The Washington Post reported in September that the cohort of ISIS sympathizers consists of around 20,000 women and 50,000 children who lived under the terror group’s caliphate. The Post reported that within about a six-month span after moving to the camp, the former members of the ISIS caliphate had reestablished many of the strict morality standards practiced by the terror group.

Asked what the U.S. can do about the 65,000 captive ISIS sympathizers, McKenzie said, “Unless we find a way to repatriate, to deradicalize, to bring these people that are at grave risk in these camps back, preferably to their nations that they came from or to stay in Syria where appropriate, but with some form of deradicalization, we’re buying ourselves a strategic problem 10 years down the road, 15 years down the road, and we’re going to do this all over again.”

McKenzie warned that the Al Hawl prison camp could be a particularly dangerous site for radicalizing captured ISIS members. He also said health concerns stemming from the coronavirus pandemic could worsen the conditions those ISIS detainees live under and increase the potential for radicalization.
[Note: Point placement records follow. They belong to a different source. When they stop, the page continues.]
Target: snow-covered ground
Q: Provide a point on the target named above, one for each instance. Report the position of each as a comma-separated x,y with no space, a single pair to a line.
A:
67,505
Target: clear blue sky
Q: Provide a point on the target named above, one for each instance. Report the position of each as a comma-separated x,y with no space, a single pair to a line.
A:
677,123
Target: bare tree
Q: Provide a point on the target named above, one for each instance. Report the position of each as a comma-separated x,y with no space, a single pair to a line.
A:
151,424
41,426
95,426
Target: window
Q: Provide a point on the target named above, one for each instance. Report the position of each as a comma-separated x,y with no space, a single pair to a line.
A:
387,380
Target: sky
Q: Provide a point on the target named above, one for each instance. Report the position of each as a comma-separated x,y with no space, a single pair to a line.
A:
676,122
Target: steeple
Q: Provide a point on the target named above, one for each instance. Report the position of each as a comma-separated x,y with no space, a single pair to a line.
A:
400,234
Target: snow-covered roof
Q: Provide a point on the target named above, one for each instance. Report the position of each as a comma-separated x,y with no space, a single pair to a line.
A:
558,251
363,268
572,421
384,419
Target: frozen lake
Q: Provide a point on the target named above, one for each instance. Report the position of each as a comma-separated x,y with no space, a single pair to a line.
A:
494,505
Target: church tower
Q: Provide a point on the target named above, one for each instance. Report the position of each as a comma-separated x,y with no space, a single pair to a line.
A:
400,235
After calling for widespread repatriation, McKenzie was asked about how repatriation efforts have gone up to that point.

“I would tell you that it’s going very slow, from my perspective,” he said. “I think it needs to go faster.”

In November, a U.S. federal court judge ruled that an Alabama-born ISIS bride did not have valid U.S. citizenship, undercutting a key argument in her bid to return to the U.S. from Syria.
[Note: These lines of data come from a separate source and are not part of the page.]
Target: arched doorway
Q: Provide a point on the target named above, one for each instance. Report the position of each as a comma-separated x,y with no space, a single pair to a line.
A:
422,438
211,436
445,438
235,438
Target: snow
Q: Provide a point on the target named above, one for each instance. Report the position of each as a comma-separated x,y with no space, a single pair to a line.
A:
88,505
A U.K. immigration panel had also blocked a U.K. woman, who left London for Syria as a teenager and became an ISIS bride, from returning home. A U.K. appeals court recently ruled the ISIS bride, Shemima Begum, should be allowed to return to the U.K. to appeal her immigration case directly before the immigration panel.
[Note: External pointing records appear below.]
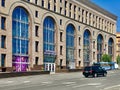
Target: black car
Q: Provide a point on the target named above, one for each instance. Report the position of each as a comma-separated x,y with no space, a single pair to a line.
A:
94,71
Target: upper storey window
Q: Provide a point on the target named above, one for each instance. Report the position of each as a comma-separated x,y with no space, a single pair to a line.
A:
3,3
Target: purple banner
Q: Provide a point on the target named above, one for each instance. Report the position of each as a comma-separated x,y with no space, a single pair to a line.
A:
20,63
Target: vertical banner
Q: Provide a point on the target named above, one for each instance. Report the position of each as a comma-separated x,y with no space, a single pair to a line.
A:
20,63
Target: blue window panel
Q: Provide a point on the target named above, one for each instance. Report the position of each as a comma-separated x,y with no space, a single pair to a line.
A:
70,43
3,22
20,31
McKenzie appeared to acknowledge opposition to repatriating ISIS detainees in his comments Wednesday.

“I wish I had a better solution,” McKenzie said. “I will tell you this, if we stay where we are, we’re going to have huge problems. Huge problems in the near term, I think with lots of people potentially dying, and then huge problems in the long term because I have yet to see a scheme that can talk about deradicalization at scale.”

McKenzie said the U.S. State Department has been working to increase the repatriation efforts.

“We absolutely support the Department of State’s lead on repatriation. We think that’s absolutely critical. They are working very hard,” he said, but added other nations also “have got to agree to take them.”